When enlarged follicles were explanted from rats on the day of pro-oestrus before 14.00 hours, i.e. before the preovulatory lh-surge, the oocytes remained in the dictyate state of meiosis throughout an 18-hr culture period. Completion of the first meiotic division could be induced by addition of lh or prostaglandin E2 to the culture medium, or by microinjection of dibutyryl cyclic AMP into the antrum of the cultured follicle. Addition of hcg or fsh to the culture medium was also effective, though possibly due to lh-like activity present in these preparations. Prostaglandin F, at 2·8 × 10−5 m, was only partly effective; prolactin, progesterone, 20α-dihydroprogesterone, oestradiol-17β, linolenic acid and adenosine-5′-monophosphate were completely ineffective. The maturation-inducing action of lh was not blocked by cyanoketone, an inhibitor of steroid synthesis.

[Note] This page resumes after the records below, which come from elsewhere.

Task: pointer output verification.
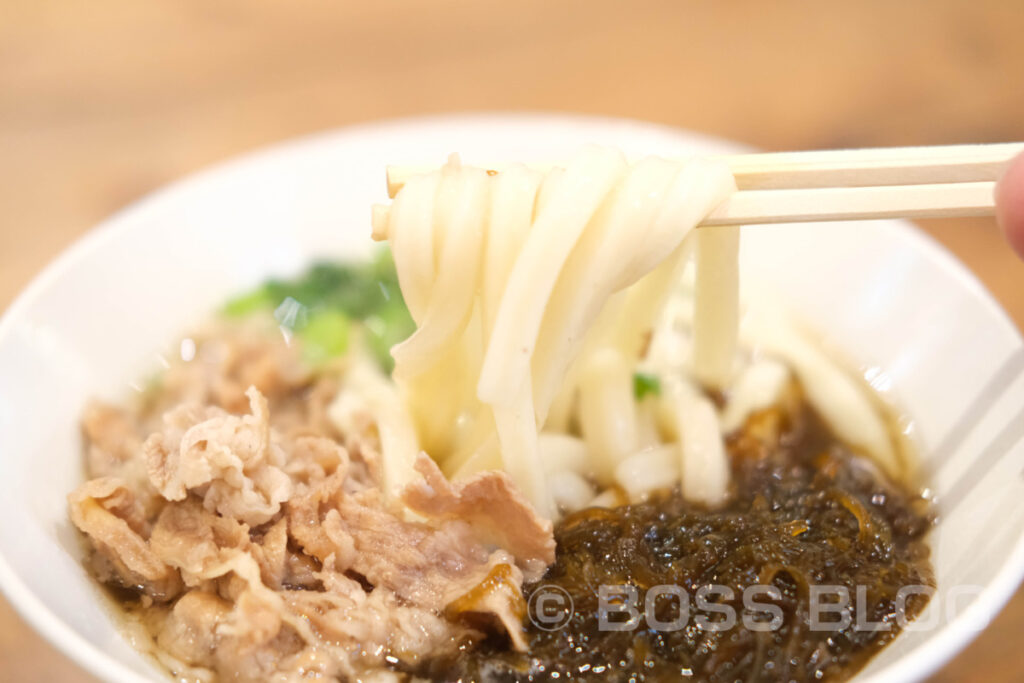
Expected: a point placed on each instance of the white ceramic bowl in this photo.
(103, 312)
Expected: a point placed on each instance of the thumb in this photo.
(1010, 204)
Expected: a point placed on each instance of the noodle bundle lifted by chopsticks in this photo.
(535, 297)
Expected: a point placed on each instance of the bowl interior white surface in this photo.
(102, 315)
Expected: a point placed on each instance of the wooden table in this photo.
(101, 102)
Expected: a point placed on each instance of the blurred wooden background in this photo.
(100, 102)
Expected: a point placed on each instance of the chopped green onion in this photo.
(645, 384)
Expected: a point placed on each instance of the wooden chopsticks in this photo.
(849, 184)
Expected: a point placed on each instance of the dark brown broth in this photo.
(805, 511)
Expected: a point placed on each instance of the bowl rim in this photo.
(922, 662)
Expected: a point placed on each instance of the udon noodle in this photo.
(538, 296)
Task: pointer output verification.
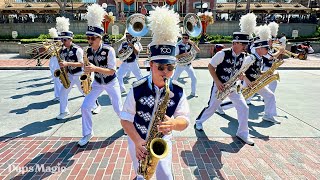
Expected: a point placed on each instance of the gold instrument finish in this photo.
(265, 79)
(62, 72)
(155, 145)
(85, 78)
(300, 56)
(231, 85)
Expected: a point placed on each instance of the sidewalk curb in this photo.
(47, 68)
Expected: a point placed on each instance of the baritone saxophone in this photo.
(85, 78)
(265, 79)
(155, 145)
(62, 72)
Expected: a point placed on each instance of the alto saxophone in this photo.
(155, 145)
(231, 85)
(85, 78)
(62, 72)
(265, 79)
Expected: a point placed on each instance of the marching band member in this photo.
(143, 99)
(131, 63)
(72, 56)
(54, 65)
(222, 67)
(261, 49)
(183, 47)
(269, 59)
(103, 63)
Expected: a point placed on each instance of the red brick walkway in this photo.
(203, 158)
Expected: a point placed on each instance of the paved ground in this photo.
(30, 136)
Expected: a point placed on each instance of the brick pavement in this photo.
(193, 158)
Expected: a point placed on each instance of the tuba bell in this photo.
(137, 25)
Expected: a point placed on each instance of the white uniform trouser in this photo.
(124, 68)
(270, 108)
(189, 69)
(163, 171)
(54, 65)
(273, 85)
(240, 105)
(113, 90)
(74, 79)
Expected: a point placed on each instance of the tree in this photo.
(62, 6)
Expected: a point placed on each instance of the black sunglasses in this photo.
(92, 38)
(161, 67)
(63, 40)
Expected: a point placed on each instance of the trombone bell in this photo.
(192, 25)
(137, 25)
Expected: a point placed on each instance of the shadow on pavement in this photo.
(207, 155)
(33, 93)
(62, 157)
(35, 128)
(35, 79)
(39, 105)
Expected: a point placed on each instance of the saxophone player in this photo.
(261, 49)
(183, 47)
(131, 63)
(72, 56)
(222, 67)
(147, 93)
(103, 64)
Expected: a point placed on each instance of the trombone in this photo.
(289, 53)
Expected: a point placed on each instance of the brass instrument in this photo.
(85, 78)
(231, 85)
(193, 27)
(62, 72)
(155, 145)
(125, 54)
(265, 79)
(300, 56)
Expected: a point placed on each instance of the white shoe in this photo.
(194, 95)
(84, 140)
(247, 140)
(97, 109)
(62, 115)
(198, 126)
(220, 111)
(270, 119)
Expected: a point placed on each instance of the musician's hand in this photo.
(248, 82)
(90, 68)
(220, 85)
(166, 126)
(130, 44)
(63, 64)
(141, 150)
(241, 76)
(121, 50)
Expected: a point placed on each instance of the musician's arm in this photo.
(111, 64)
(194, 45)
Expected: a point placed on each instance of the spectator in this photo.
(143, 10)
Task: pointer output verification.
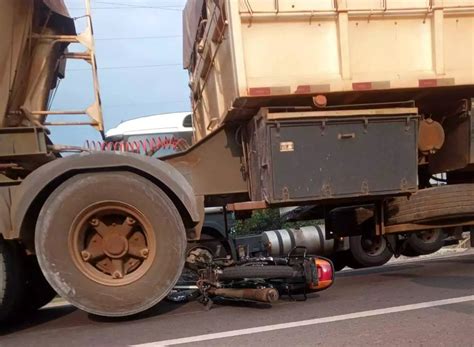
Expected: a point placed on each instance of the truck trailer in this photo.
(350, 106)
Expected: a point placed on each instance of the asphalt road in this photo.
(425, 303)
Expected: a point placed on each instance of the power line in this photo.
(128, 8)
(104, 105)
(126, 67)
(137, 38)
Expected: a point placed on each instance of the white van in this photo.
(148, 131)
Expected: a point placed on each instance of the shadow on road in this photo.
(36, 319)
(160, 309)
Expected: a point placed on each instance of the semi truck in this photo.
(348, 106)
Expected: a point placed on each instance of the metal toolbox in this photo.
(320, 155)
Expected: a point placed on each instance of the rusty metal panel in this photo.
(320, 159)
(5, 203)
(458, 149)
(20, 142)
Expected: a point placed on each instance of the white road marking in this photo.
(298, 324)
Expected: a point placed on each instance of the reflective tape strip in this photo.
(371, 85)
(313, 88)
(436, 82)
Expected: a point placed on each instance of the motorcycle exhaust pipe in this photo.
(262, 294)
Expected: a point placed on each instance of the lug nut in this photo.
(85, 255)
(117, 275)
(144, 252)
(130, 221)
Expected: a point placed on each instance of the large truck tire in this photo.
(367, 251)
(12, 281)
(340, 259)
(437, 203)
(424, 242)
(112, 243)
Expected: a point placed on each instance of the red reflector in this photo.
(260, 91)
(362, 86)
(303, 89)
(325, 272)
(428, 83)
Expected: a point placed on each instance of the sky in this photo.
(139, 58)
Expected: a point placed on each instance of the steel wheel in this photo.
(112, 244)
(368, 250)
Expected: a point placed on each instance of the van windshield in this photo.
(155, 145)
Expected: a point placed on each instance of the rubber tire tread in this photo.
(416, 246)
(263, 272)
(58, 266)
(12, 281)
(38, 290)
(358, 258)
(437, 203)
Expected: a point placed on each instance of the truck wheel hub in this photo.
(112, 243)
(115, 246)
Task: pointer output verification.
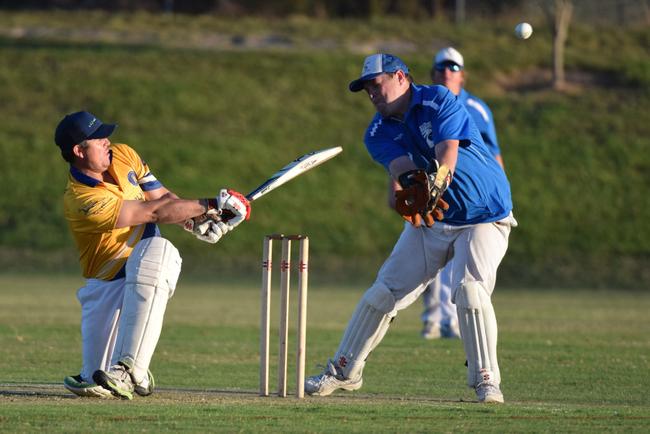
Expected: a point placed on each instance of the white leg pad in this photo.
(478, 329)
(366, 329)
(152, 271)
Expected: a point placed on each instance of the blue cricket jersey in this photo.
(479, 191)
(482, 116)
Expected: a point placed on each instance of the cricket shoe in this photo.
(117, 379)
(147, 386)
(431, 331)
(330, 380)
(77, 385)
(489, 393)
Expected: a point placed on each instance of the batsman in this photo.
(113, 204)
(426, 140)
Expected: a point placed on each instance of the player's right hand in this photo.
(232, 207)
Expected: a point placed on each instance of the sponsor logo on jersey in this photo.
(132, 178)
(426, 130)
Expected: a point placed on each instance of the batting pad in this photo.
(367, 327)
(152, 271)
(478, 329)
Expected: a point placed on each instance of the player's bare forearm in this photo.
(166, 210)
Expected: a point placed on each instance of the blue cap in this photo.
(77, 127)
(375, 65)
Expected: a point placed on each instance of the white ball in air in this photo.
(523, 30)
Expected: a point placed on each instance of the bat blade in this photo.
(297, 167)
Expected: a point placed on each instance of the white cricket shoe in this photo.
(330, 380)
(77, 385)
(117, 379)
(489, 393)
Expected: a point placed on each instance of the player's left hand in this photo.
(421, 197)
(232, 207)
(207, 227)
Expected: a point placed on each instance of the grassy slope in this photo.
(571, 362)
(204, 119)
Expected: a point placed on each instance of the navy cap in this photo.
(77, 127)
(375, 65)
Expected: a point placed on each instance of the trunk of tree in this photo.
(460, 12)
(563, 12)
(559, 17)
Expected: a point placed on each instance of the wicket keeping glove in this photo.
(421, 195)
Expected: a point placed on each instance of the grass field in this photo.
(572, 361)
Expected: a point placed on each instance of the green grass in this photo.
(571, 362)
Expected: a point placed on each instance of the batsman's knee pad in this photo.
(152, 271)
(367, 327)
(478, 329)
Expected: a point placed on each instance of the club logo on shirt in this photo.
(426, 130)
(132, 178)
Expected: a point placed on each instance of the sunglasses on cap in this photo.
(448, 65)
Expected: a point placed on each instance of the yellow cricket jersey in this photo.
(92, 207)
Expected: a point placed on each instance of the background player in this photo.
(439, 315)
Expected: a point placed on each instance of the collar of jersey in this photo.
(85, 179)
(463, 95)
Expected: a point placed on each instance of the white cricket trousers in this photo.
(421, 252)
(101, 303)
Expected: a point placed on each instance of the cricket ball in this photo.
(523, 30)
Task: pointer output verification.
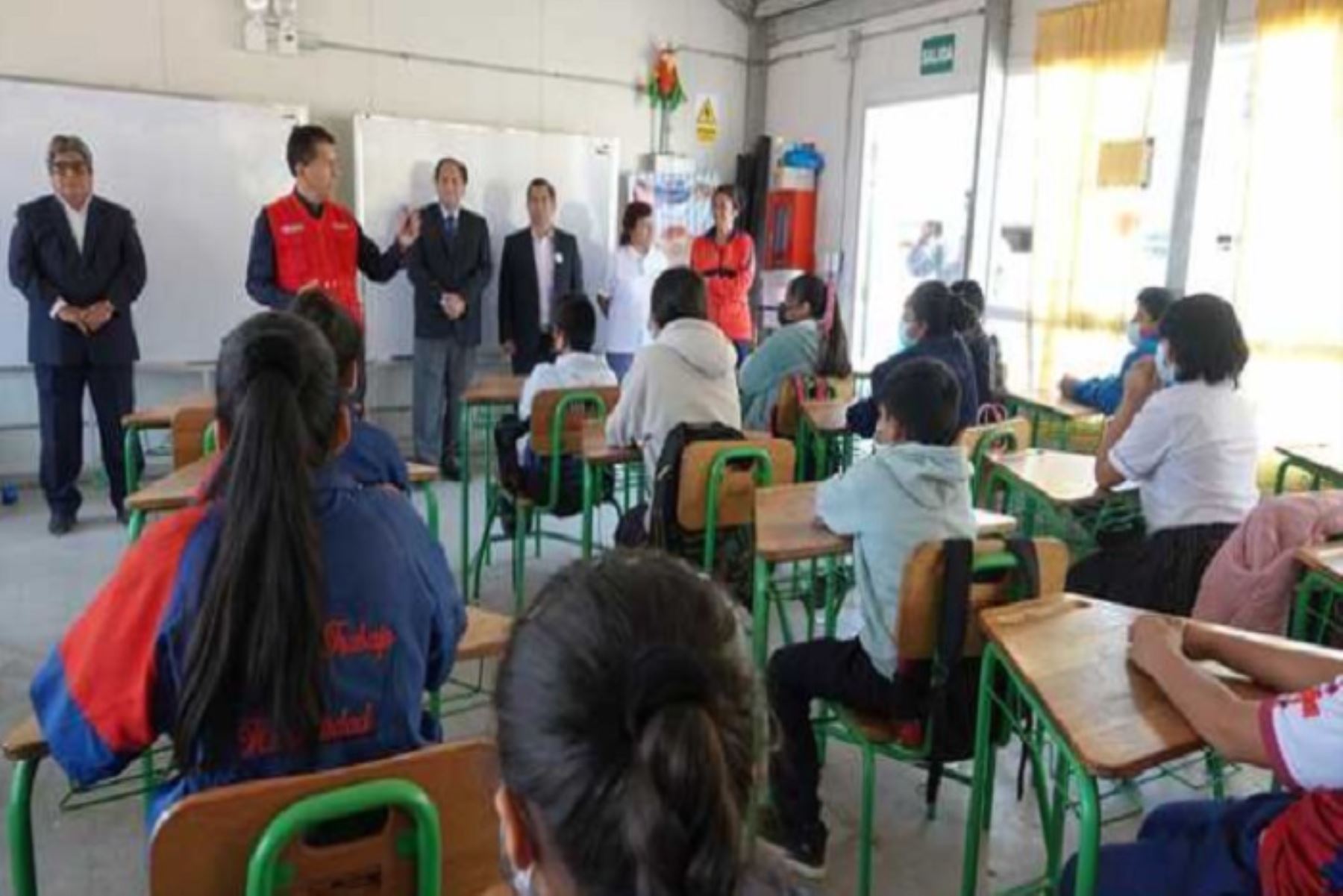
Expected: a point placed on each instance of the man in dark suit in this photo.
(540, 266)
(450, 266)
(77, 260)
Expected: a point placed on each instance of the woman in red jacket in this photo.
(725, 258)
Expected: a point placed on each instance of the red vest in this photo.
(322, 250)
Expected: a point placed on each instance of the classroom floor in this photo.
(46, 580)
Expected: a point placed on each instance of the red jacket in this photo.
(730, 272)
(317, 249)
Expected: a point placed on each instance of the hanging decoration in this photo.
(665, 93)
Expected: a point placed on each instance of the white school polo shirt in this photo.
(1193, 451)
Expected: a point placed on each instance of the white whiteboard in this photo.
(194, 172)
(394, 167)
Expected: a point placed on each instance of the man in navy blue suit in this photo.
(77, 260)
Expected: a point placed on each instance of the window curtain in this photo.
(1096, 69)
(1289, 268)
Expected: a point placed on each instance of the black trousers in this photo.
(1159, 572)
(60, 390)
(822, 669)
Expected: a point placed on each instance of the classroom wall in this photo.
(815, 94)
(550, 65)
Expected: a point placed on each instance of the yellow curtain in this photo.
(1095, 77)
(1289, 266)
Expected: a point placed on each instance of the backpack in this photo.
(733, 565)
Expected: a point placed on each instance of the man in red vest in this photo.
(308, 241)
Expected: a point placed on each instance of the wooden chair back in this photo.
(920, 594)
(571, 439)
(798, 389)
(736, 498)
(188, 434)
(203, 844)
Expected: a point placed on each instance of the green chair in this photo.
(418, 824)
(980, 442)
(918, 627)
(557, 430)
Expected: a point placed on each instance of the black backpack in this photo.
(733, 552)
(953, 680)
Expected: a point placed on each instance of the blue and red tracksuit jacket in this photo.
(394, 618)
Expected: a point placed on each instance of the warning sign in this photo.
(707, 120)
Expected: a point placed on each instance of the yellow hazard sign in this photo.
(707, 120)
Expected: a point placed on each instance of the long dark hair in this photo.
(624, 727)
(833, 355)
(255, 645)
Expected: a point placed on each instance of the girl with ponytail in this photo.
(810, 340)
(289, 622)
(624, 731)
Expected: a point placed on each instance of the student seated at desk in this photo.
(624, 736)
(290, 622)
(1280, 844)
(371, 457)
(1186, 436)
(1104, 392)
(686, 375)
(915, 488)
(983, 348)
(809, 342)
(926, 330)
(575, 366)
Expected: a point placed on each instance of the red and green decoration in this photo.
(665, 89)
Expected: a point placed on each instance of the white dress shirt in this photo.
(78, 221)
(543, 248)
(629, 283)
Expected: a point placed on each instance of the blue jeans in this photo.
(619, 363)
(1200, 848)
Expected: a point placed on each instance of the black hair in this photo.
(678, 292)
(342, 332)
(833, 355)
(923, 395)
(449, 160)
(1206, 340)
(634, 213)
(255, 648)
(971, 295)
(1155, 301)
(933, 305)
(624, 714)
(730, 191)
(574, 317)
(304, 141)
(544, 184)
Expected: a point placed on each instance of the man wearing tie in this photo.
(77, 260)
(450, 268)
(540, 266)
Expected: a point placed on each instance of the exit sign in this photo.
(938, 55)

Addition of lh to the culture medium stimulated the formation of cyclic AMP by the isolated follicles. Exogenous cyclic AMP enhanced protein kinase activity in the supernatant fraction of follicular homogenates.

It is proposed that the action of lh on oocyte maturation involves the mediation of the adenyl cyclase/cyclic AMP system and possibly of the prostaglandins. An action of steroids could not thus far be implicated. The experimental model described permits study of the mechanism of the meiosis-inducing action of lh under controlled conditions in vitro.